Uma engrenagem invisível do oceano pode redefinir o clima do planeta nas próximas décadas. A Circulação Meridional do Atlântico, conhecida como AMOC, responsável por levar calor aos países do norte da Europa, apresenta sinais persistentes de enfraquecimento e já entrou no radar de governos.
Estudos recentes apontam que, mesmo com redução nas emissões de carbono, há risco significativo de colapso ao longo dos próximos séculos. O cenário inclui frio extremo na Europa, mudanças nas chuvas tropicais e impactos econômicos globais.
Em meio às incertezas, a Islândia decidiu tratar a ameaça como prioridade estratégica. Para especialistas, a decisão indica que o risco deixou de ser teórico e passou a integrar o planejamento de segurança nacional.
Interrupção silenciosa no oceano
A AMOC funciona como uma esteira gigante de água. Ela transporta calor dos trópicos ao Atlântico Norte e devolve águas frias ao sul, equilibrando temperaturas e influenciando chuvas e ecossistemas marinhos. Esse ciclo sustenta o clima europeu há cerca de 10 mil anos.
No extremo norte do oceano, a água quente perde calor, torna-se mais densa e afunda, mantendo o movimento contínuo. Quando esse mecanismo falha, o transporte de energia diminui. O resultado pode ser paradoxal: um planeta mais quente e regiões específicas muito mais frias.
Autoridades da Islândia passaram a considerar a ruptura desse sistema como ameaça concreta nas próximas décadas. O país depende de condições climáticas relativamente estáveis para pesca, infraestrutura e segurança alimentar.
O frio que pode voltar
Cientistas alertam que o aquecimento global não impede um resfriamento regional severo. Pelo contrário, o enfraquecimento da AMOC pode levar a invernos extremos no norte da Europa, com temperaturas muito abaixo das registradas hoje.
Projeções indicam que áreas próximas ao Atlântico Norte poderiam enfrentar frio comparável ao de eras passadas. No caso islandês, há estimativas de temperaturas próximas de −45 °C e formação de gelo marinho ao redor da ilha, fenômeno ausente desde o início da ocupação humana.

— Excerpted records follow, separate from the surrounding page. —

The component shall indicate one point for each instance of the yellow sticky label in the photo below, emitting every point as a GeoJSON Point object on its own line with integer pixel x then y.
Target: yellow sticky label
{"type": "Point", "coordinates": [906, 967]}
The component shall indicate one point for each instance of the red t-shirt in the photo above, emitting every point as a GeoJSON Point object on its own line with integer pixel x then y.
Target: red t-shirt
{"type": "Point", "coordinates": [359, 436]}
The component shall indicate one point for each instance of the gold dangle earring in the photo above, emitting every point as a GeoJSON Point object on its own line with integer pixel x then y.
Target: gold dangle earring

Mesmo assim, o restante do planeta continuaria aquecendo. Essa combinação de extremos pode desorganizar sistemas agrícolas, cadeias de abastecimento e padrões migratórios, ampliando tensões sociais e econômicas.
O que dizem os estudos recentes
O Painel Intergovernamental sobre Mudanças Climáticas considerava, até poucos anos atrás, muito improvável um colapso antes de 2100. No entanto, pesquisas mais recentes ampliaram as estimativas de risco, reacendendo o debate científico.
Um estudo publicado em 2024 analisou diversos modelos climáticos sob diferentes cenários de emissões. Mesmo com cumprimento das metas do Acordo de Paris, os resultados apontaram cerca de 25% de chance de colapso ao longo dos séculos.
Há divergências entre especialistas. Alguns defendem que mecanismos naturais podem estabilizar o sistema, enquanto outros alertam para um possível ponto de não retorno nas próximas décadas. Dados observacionais indicam enfraquecimento desde meados do século 20.
Por que o aquecimento interfere
O aumento da temperatura global altera diretamente a densidade da água do mar. O derretimento da Groenlândia despeja grandes volumes de água doce no Atlântico Norte, reduzindo a salinidade e dificultando o afundamento das massas de água fria.
Além disso, oceanos mais quentes trocam menos calor com a atmosfera. Esse detalhe compromete a formação das águas profundas que alimentam a circulação, enfraquecendo gradualmente todo o sistema.
As consequências não se limitam à Europa. A AMOC influencia chuvas na Amazônia, ventos na África Ocidental e monções no Sul da Ásia. Alterações nesse equilíbrio podem intensificar eventos extremos e gerar instabilidade econômica e geopolítica.
Com cerca de 400 mil habitantes, a Islândia avalia que esperar provas definitivas pode significar agir tarde demais. Ao incluir o risco em seu planejamento nacional até 2028, o país sinaliza que a maior ameaça pode não ser o frio em si, mas a imprevisibilidade de um planeta em transformação.